Mark Collier, chief operating officer of the OpenStack Foundation, wrote in a blog post announcing the news: “Few companies understand cloud-native apps at scale like Google, so I expect big things as Google developers contribute to OpenStack projects like Magnum.”

He added: “OpenStack gives [companies] a solid platform to explore new and compelling technologies as they emerge, and I know they’ll be even more confident in that path knowing that Google has joined our mission to make OpenStack the platform for containerised workloads.”

Google joins the more than 100 current corporate sponsors, which practically reads like a who’s who of tech. The eight platinum members, of whom the majority of funding derives, includes AT&T, HP, IBM, Rackspace and Red Hat. The search giant’s key selling point for OpenStack is its expertise in software containers, notably gaining prominence due to products such as Docker. Google currently launches two billion containers a week.

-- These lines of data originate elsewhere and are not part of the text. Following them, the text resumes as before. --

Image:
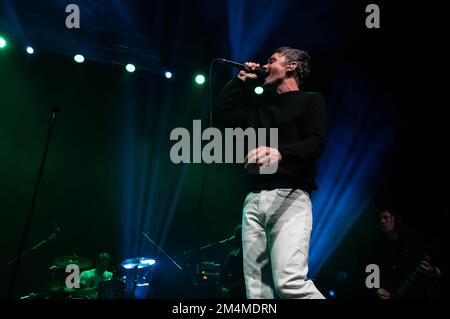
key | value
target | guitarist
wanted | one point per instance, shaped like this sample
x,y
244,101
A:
x,y
405,270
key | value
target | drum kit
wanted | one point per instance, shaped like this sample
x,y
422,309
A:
x,y
135,275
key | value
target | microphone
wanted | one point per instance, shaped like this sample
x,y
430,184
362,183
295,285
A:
x,y
259,71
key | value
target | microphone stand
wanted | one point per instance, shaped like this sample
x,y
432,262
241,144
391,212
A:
x,y
30,213
223,241
161,250
52,236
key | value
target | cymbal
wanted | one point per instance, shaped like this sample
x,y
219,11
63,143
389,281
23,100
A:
x,y
63,261
139,262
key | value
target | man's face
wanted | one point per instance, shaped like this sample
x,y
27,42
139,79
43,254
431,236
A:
x,y
275,69
387,222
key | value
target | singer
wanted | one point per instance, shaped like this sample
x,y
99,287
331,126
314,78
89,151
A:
x,y
277,212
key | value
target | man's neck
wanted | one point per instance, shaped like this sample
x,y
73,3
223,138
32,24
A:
x,y
287,85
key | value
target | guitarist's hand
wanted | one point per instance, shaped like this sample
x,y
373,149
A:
x,y
428,270
383,293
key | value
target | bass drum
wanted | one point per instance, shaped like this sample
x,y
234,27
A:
x,y
111,289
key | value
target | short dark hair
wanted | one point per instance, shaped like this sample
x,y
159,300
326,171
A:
x,y
300,56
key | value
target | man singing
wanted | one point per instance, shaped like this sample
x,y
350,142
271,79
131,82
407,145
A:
x,y
277,212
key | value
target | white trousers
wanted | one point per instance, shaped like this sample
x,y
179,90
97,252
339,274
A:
x,y
276,229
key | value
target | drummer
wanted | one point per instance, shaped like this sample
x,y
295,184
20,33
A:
x,y
91,278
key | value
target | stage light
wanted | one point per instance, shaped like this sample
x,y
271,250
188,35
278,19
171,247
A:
x,y
259,90
130,68
79,58
200,79
2,42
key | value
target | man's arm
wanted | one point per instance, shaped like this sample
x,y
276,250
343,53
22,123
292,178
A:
x,y
315,128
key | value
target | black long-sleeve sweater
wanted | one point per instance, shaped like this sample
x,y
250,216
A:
x,y
301,121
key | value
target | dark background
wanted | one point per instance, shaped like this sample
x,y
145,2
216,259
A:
x,y
108,175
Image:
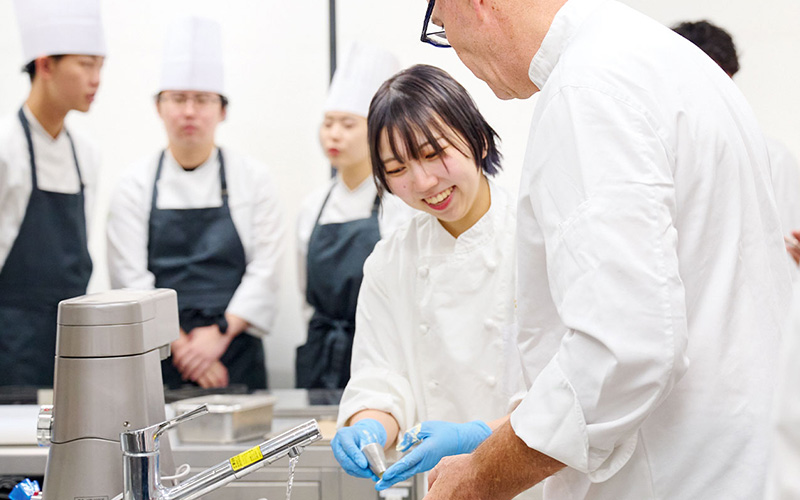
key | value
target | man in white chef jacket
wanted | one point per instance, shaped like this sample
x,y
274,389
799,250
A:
x,y
202,220
652,275
47,178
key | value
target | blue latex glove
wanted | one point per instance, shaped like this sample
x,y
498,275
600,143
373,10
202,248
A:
x,y
439,439
347,444
24,490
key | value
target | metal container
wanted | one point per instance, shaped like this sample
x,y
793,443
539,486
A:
x,y
231,417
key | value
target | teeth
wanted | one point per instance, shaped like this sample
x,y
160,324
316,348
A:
x,y
439,197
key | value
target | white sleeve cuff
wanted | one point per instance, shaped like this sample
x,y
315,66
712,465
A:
x,y
550,420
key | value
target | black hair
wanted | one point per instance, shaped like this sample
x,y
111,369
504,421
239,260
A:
x,y
30,68
714,41
426,101
223,100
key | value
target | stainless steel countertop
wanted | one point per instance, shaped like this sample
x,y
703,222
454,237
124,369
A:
x,y
292,409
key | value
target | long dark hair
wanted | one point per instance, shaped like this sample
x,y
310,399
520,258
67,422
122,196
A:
x,y
426,101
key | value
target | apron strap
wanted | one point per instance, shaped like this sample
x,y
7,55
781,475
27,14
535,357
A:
x,y
316,222
26,127
223,183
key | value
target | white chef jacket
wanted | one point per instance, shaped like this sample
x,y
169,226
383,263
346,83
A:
x,y
646,202
55,171
434,323
344,205
255,209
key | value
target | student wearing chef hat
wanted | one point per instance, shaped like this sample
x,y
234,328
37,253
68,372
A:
x,y
340,223
202,220
47,177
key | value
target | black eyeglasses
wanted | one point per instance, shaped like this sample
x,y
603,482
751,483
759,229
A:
x,y
436,38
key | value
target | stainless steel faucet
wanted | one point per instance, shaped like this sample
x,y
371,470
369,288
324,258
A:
x,y
142,479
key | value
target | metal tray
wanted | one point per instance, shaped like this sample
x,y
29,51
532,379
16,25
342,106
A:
x,y
230,418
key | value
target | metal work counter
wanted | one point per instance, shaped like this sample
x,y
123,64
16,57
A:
x,y
317,477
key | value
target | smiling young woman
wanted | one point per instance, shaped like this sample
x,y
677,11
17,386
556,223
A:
x,y
436,307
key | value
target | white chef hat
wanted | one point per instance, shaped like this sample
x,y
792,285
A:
x,y
356,81
193,56
55,27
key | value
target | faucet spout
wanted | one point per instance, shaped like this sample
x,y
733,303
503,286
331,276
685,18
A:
x,y
142,478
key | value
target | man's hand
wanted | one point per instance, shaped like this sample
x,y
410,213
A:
x,y
216,376
502,467
206,344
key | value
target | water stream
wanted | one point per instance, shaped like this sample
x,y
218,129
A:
x,y
292,465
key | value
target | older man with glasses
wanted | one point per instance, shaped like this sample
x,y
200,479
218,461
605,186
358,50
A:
x,y
652,279
203,221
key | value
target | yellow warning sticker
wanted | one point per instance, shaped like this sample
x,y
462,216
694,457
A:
x,y
246,458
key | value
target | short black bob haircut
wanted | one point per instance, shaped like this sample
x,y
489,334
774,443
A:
x,y
425,102
714,41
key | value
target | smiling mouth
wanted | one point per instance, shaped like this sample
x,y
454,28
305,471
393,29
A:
x,y
436,199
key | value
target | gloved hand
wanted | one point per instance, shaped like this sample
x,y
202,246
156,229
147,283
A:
x,y
347,444
439,439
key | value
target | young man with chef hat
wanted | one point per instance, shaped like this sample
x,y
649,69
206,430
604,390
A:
x,y
202,220
47,175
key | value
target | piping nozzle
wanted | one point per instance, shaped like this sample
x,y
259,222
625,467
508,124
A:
x,y
375,457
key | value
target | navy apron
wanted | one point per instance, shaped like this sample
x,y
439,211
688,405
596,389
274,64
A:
x,y
335,264
198,253
49,262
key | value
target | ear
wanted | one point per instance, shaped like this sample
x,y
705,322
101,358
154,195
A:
x,y
44,66
480,8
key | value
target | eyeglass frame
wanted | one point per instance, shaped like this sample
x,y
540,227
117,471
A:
x,y
222,99
424,37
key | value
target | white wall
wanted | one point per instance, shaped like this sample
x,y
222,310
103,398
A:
x,y
277,70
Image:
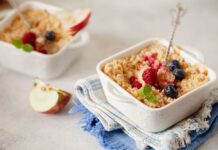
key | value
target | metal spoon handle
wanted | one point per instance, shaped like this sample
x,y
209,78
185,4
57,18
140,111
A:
x,y
179,14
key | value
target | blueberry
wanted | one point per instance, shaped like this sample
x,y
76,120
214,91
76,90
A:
x,y
171,90
50,36
174,64
179,74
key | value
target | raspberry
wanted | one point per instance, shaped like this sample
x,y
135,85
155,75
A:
x,y
29,38
134,82
151,59
165,77
150,76
157,65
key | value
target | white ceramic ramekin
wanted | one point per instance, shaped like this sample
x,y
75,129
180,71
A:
x,y
154,119
34,63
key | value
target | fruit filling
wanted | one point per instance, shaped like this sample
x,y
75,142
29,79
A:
x,y
144,76
48,33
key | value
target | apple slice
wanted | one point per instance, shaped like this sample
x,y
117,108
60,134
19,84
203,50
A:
x,y
47,99
75,20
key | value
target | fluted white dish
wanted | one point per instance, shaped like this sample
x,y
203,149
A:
x,y
155,119
36,64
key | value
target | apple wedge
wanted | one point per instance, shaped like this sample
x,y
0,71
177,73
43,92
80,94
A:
x,y
75,20
47,99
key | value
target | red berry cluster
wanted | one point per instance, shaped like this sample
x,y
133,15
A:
x,y
153,75
134,82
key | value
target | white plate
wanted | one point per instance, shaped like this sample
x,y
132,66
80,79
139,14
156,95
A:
x,y
36,64
154,119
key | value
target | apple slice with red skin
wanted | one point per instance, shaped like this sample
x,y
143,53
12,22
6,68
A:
x,y
47,99
82,20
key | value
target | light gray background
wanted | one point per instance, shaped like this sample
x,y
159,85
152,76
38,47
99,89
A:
x,y
114,26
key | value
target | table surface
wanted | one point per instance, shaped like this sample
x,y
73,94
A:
x,y
114,26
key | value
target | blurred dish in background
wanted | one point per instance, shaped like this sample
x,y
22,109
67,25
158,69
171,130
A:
x,y
36,63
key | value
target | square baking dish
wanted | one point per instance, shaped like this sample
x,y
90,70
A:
x,y
155,119
36,64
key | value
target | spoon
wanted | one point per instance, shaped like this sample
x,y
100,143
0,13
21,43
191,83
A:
x,y
180,11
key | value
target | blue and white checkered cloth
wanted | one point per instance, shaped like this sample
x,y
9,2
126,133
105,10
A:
x,y
90,93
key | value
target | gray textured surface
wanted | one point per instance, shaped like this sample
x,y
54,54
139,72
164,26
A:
x,y
115,25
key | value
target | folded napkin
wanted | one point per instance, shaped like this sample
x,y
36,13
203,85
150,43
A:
x,y
187,134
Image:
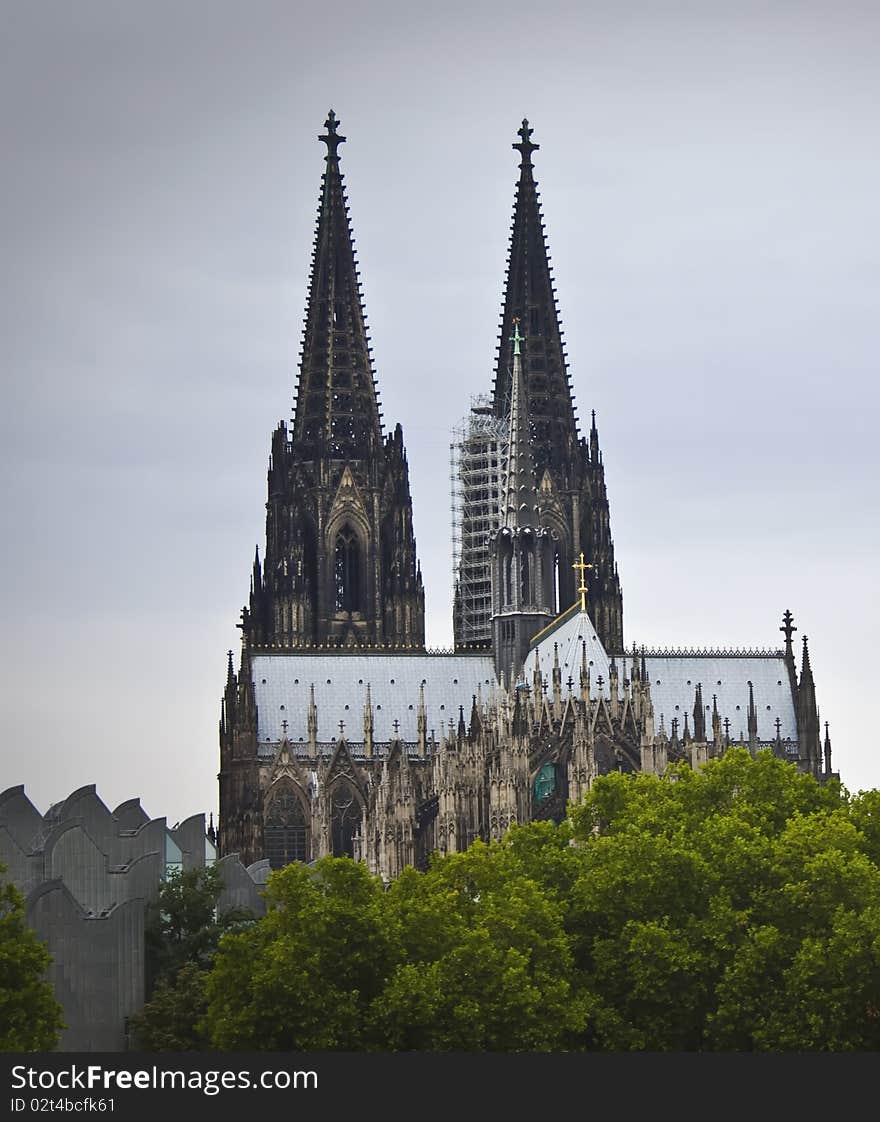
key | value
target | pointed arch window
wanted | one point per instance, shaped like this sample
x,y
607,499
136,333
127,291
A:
x,y
285,830
345,820
347,570
525,577
544,783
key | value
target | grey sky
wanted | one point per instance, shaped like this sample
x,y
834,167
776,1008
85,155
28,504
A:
x,y
709,176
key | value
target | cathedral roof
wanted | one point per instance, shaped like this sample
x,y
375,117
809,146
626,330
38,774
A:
x,y
282,686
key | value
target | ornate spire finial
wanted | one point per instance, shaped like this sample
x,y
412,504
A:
x,y
581,568
331,138
525,147
788,628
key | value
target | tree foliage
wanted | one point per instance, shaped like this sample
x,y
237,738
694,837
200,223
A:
x,y
30,1018
182,934
731,908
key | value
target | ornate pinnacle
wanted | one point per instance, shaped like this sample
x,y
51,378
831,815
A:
x,y
331,138
525,146
788,628
516,338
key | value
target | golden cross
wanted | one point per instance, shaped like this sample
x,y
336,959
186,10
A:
x,y
581,568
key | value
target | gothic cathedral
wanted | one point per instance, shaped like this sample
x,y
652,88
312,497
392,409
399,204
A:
x,y
340,733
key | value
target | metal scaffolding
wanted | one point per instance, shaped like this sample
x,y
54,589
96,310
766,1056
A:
x,y
478,456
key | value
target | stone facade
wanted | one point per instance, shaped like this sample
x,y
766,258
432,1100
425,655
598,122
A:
x,y
339,733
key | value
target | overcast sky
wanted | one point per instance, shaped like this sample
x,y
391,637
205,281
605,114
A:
x,y
709,180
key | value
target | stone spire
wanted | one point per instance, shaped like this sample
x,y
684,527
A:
x,y
520,499
340,563
530,297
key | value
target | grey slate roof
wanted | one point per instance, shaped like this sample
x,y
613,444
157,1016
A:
x,y
570,634
282,684
674,680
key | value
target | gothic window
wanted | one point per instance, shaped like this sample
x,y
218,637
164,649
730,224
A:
x,y
285,830
347,571
544,783
345,820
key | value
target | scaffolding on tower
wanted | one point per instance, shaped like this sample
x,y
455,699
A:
x,y
478,457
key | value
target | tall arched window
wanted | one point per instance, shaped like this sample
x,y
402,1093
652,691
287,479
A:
x,y
347,571
525,576
285,830
345,820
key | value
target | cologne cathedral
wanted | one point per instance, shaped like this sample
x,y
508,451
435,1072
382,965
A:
x,y
340,733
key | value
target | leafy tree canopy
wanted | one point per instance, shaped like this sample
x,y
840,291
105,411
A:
x,y
30,1018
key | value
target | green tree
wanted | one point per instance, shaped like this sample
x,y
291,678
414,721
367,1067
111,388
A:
x,y
734,907
182,935
30,1018
485,964
303,977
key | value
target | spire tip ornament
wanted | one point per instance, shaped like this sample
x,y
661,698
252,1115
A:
x,y
331,138
525,147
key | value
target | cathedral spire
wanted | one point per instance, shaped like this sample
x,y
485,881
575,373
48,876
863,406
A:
x,y
520,498
530,296
337,412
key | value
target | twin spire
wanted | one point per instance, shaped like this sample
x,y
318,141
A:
x,y
520,499
337,413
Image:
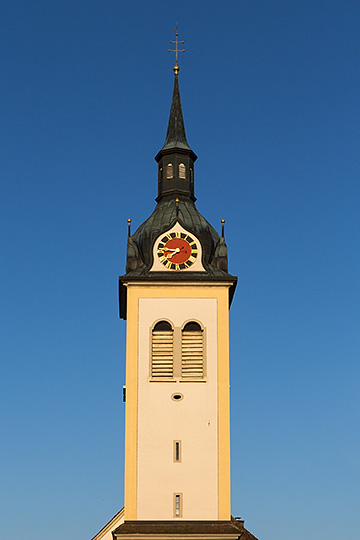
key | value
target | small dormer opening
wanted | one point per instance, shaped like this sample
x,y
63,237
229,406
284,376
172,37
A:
x,y
169,171
182,171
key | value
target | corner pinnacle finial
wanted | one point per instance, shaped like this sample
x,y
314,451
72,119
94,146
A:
x,y
176,50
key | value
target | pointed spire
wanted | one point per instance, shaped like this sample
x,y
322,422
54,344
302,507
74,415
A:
x,y
175,136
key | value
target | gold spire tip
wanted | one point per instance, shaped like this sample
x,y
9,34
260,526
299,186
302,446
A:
x,y
176,50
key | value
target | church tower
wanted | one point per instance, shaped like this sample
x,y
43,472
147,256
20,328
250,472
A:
x,y
175,297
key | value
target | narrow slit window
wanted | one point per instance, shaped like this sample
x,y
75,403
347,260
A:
x,y
169,171
177,504
192,351
162,351
182,171
177,451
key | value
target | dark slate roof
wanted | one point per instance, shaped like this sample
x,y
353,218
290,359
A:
x,y
180,529
175,136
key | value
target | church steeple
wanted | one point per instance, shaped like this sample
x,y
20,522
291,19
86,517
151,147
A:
x,y
176,136
176,159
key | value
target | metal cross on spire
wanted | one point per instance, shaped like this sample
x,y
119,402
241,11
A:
x,y
176,50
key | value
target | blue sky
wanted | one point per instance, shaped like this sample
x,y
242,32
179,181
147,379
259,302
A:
x,y
270,94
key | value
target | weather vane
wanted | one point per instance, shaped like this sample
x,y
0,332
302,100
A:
x,y
176,50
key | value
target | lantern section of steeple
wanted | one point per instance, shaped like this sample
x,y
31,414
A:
x,y
176,159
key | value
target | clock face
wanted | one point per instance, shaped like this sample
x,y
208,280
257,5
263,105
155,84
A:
x,y
177,250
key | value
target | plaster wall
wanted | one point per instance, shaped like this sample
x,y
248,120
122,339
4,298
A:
x,y
192,420
154,421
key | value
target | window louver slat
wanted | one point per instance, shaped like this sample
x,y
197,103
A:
x,y
192,353
162,354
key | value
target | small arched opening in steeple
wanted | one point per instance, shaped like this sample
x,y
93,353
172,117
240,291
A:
x,y
182,171
169,171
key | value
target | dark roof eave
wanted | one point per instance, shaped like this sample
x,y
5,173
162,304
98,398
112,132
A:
x,y
171,278
175,150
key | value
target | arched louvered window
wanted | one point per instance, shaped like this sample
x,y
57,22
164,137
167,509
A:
x,y
182,171
162,350
169,171
192,351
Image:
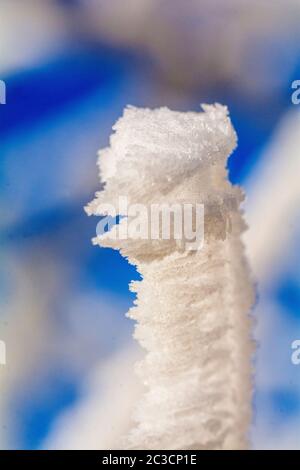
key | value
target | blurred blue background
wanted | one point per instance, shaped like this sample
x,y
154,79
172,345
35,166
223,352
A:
x,y
70,67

The move is being seen as a fillip for OpenStack, after recent venture capital investments were beginning to run dry. Similarly, the likes of EMC buying Cloudscaling in October signified a wider trend of larger companies dominating and swallowing up smaller firms.

There is one other angle this announcement could be viewed from. While the list of companies tied up in OpenStack is impressive both in length and breadth, two notable absentees remain Microsoft and Amazon Web Services (AWS), Google’s main rivals in cloud infrastructure as a service. As Matt Weinberger of Business Insider points out, Microsoft’s dominance in hybrid cloud, through a combination of Windows Server and Azure public cloud, and AWS’ huge market lead in cloud infrastructure – latest estimates put Amazon’s revenue at more than its four main competitors put together.

Earlier this month, CSC chief enterprise architect David Auslander wrote for this publication that OpenStack was ready for prime time, with the right planning and the support of an integrated vendor.